Vos enfants écrivent-ils comme ÇA?


« Le soir tombé. Papa et maman inquiés, se demendé pourquoi leur quatre garson n’été pas rentré.
— Les gamin se sont sértément perdu, dit maman. S’il non pas encore retrouvé leur chemain, nous les véront arivé tres fatigué a la maison.
— Pourquoi ne pas téléfoné a martine ? Elle lésa petèdre vu !
Ausito di, Ausito fé ! A ce moment, le chien se mit-a abouaié. »

A. (CM2)


Claire Polin Chère Madame, cher Monsieur,

La copie pourrait vous sembler caricaturale, écrite par un enfant en très grande difficulté scolaire.

Malheureusement, ce n’est pas du tout le cas : cette dictée de CM2 est à peu près dans la moyenne.

C’est en effet ce qui ressort d’une étude que le ministère de l’Éducation nationale aurait bien voulu garder sous le tapis.
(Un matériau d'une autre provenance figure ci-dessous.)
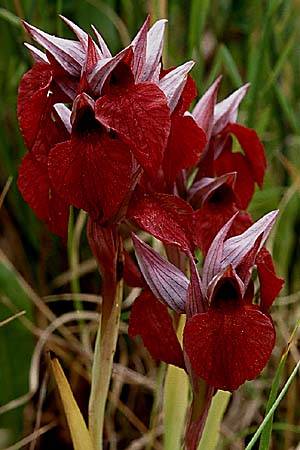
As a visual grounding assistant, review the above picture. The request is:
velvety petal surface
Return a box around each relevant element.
[184,306,275,391]
[214,150,254,209]
[163,114,206,183]
[96,83,171,177]
[132,235,189,313]
[18,152,69,238]
[48,130,133,219]
[128,291,184,368]
[128,194,193,251]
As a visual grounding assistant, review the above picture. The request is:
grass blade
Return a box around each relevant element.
[245,361,300,450]
[163,316,189,450]
[259,321,300,450]
[198,391,231,450]
[51,358,93,450]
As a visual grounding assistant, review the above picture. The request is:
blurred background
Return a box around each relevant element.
[0,0,300,450]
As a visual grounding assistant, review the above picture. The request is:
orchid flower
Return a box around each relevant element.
[18,17,198,236]
[129,211,283,391]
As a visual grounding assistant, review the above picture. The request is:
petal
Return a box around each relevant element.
[226,123,267,187]
[214,151,254,209]
[163,114,206,184]
[87,48,132,96]
[142,19,168,81]
[174,74,198,114]
[48,130,134,220]
[212,83,250,135]
[128,194,193,252]
[133,235,189,313]
[18,152,69,238]
[158,61,195,112]
[59,14,103,59]
[192,76,222,140]
[193,201,238,254]
[131,15,150,82]
[123,250,146,287]
[256,247,284,311]
[189,172,237,209]
[128,291,184,368]
[184,306,275,391]
[96,83,171,176]
[18,63,68,157]
[24,42,49,63]
[186,258,208,317]
[91,25,112,58]
[221,210,278,268]
[18,63,52,149]
[23,21,85,76]
[202,212,238,291]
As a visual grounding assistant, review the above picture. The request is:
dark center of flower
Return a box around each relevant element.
[211,278,240,309]
[73,108,103,134]
[208,184,235,205]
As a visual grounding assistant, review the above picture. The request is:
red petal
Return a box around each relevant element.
[96,83,170,176]
[184,306,275,391]
[214,151,254,209]
[163,114,206,183]
[226,123,267,187]
[18,152,69,238]
[49,130,133,219]
[256,247,284,311]
[128,291,184,368]
[18,63,68,156]
[128,194,193,251]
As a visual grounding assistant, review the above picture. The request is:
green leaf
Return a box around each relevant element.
[198,391,231,450]
[259,320,300,450]
[0,251,34,445]
[163,317,189,450]
[220,44,243,88]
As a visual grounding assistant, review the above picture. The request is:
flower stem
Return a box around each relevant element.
[197,391,231,450]
[89,279,123,450]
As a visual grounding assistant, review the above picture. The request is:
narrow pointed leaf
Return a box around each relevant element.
[51,358,93,450]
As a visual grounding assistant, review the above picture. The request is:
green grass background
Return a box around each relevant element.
[0,0,300,449]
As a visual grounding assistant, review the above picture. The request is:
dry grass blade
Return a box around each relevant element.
[3,421,57,450]
[51,358,93,450]
[0,311,26,327]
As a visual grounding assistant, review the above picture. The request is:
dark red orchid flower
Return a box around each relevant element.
[18,17,198,235]
[129,211,283,391]
[188,172,253,254]
[192,78,266,209]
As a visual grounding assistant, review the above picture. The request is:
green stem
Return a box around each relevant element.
[163,316,189,450]
[198,391,231,450]
[89,280,123,450]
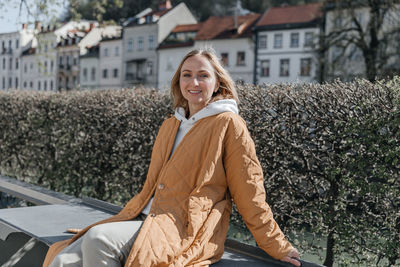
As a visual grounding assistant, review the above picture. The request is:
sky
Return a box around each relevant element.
[0,0,64,33]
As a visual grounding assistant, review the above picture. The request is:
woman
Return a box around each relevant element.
[43,50,300,267]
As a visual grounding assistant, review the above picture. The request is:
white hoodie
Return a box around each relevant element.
[142,99,239,217]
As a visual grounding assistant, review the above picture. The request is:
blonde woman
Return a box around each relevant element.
[43,50,300,267]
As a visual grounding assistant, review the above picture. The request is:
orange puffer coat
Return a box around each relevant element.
[43,112,292,267]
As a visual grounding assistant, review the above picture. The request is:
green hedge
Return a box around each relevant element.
[0,78,400,265]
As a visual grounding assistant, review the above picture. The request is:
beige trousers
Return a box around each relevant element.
[50,221,143,267]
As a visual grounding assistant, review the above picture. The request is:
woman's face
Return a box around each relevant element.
[179,55,218,117]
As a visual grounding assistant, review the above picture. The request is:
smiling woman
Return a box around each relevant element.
[44,50,300,267]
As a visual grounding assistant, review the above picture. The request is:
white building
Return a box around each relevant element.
[123,0,197,87]
[21,21,94,91]
[57,23,121,90]
[158,14,260,88]
[0,24,34,90]
[79,45,100,89]
[254,3,322,84]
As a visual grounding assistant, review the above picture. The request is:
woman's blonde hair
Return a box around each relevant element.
[171,48,239,113]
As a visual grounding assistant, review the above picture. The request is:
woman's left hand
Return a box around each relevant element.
[281,248,301,267]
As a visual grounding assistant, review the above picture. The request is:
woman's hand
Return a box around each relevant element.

La Depp, l’organisme d’évaluation du ministère, vient en effet de révéler qu’actuellement, les élèves font 17,8 fautes à cette dictée… en moyenne !

Soit près de cinq fautes par ligne. 17,8 fautes, c’est 25% d’erreurs de plus qu’en 2007. C’est surtout 68% de plus qu’en 1987, où l’on avait commencé à tester les élèves de CM2 avec cette dictée.

Ces enfants sont pourtant sur le point de rentrer au collège. À ce niveau, la maîtrise de l’orthographe devrait être acquise. Ils n’auront jamais la possibilité de récupérer leur retard.

Et, encore une fois, ce n’est qu’une moyenne.
Imaginez ce que peuvent écrire les enfants de certaines classes difficiles. Comme un jeune professeur de collège en Zone d’Éducation Prioritaire me le confiait récemment : pour lui, tout se passe désormais comme si ses élèves de 6e n'avaient jamais été scolarisés…


Certains parents décident d’y pallier mais ils ne savent pas toujours vers quelle méthode de lecture et d’écriture se tourner.

C’est pour cela que je voudrais aujourd’hui vous offrir votre deuxième cadeau, que vous pourrez télécharger plus bas.

Deux ans de retard général

C’est la triste réalité : nos écoles sont tombées bien bas.

En effet, de nombreuses études scientifiques et évaluations internationales mesurent régulièrement la baisse dramatique du niveau de maîtrise de la langue : aujourd’hui les élèves de 5e ont le niveau qu’on avait en CM2 il y a vingt ans.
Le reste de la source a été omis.